Project Guide
This is the orientation surface for the SGEMM whitepaper site. Use it to understand the project's positioning, intended audience, and recommended reading order before entering the deeper sections.
What this project is
This repository is a CUDA SGEMM study organized around a five-stage kernel optimization ladder:
- Naïve FP32 — baseline cost model, no shared-memory reuse
- Tiled FP32 — shared-memory staging, arithmetic intensity rises with tile size
- Bank-Free FP32 — padding eliminates avoidable bank conflicts
- Double Buffer — overlapped staging and compute hides memory latency
- Tensor Core WMMA — hardware fragment accumulation, guarded by device capability and shape constraints
The goal is not to produce the fastest possible SGEMM implementation. The goal is to show how an optimization argument is built, bounded, and defended — in a form that is readable under interview pressure and auditable by an experienced CUDA engineer.
Who this site is for
| Reader | Best first page | Time |
|---|---|---|
| Interviewer auditing system clarity | Architecture Overview | 8 min |
| Candidate preparing a walkthrough | Academy Overview | 5 min then follow Learning Path |
| CUDA learner starting fresh | Here, then Architecture, then Academy | Self-paced |
| Performance skeptic | Validation Overview | 12 min |
| Research-minded reader | Research Desk | Self-paced |
See Reader Map for a full depth-tiered navigation index.

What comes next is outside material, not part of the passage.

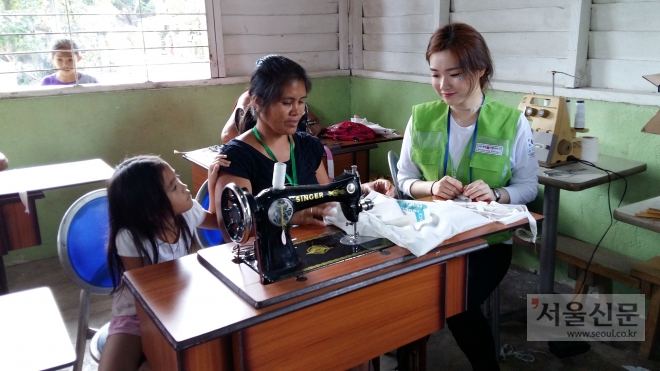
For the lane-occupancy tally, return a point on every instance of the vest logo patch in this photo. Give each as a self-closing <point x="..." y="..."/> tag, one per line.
<point x="531" y="150"/>
<point x="489" y="149"/>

How the site is structured
Each section has one primary job. This is deliberate: a page with two jobs is a page that does neither well.
| Section | Primary job | What it is not |
|---|---|---|
| Overview | Orientation and reading strategy | Not a replacement for the architecture section |
| Architecture | System map, bottlenecks, invariants | Not a code walkthrough |
| Academy | Ordered study of the optimization ladder | Not a reference manual |
| Validation | Correctness and benchmark trust boundary | Not a performance claim |
| Research | References, related work, evolution notes | Not an extended bibliography |
Fast reading plans
Reviewer path (20 min)
Candidate path (30 min)
Builder path (self-paced)
What makes this site a whitepaper, not a portfolio
Most project documentation describes what was built. This site argues why each architectural decision was made, what evidence constrains the claims, and where the reasoning stops.
That distinction matters when an interviewer asks: "Why does the bank-free kernel exist? What does it actually improve?" A portfolio answer is: "It's faster." A whitepaper answer is: "Shared-memory bank conflicts serialize access when multiple threads map to the same bank. Padding the tile layout by one element shifts each column to a different bank, eliminating the multi-way conflict. The improvement is real on conflict-prone shapes and measurable on the test hardware; it is not universal."
That is the register this site aims for across all five kernel stages, across both architecture and validation surfaces.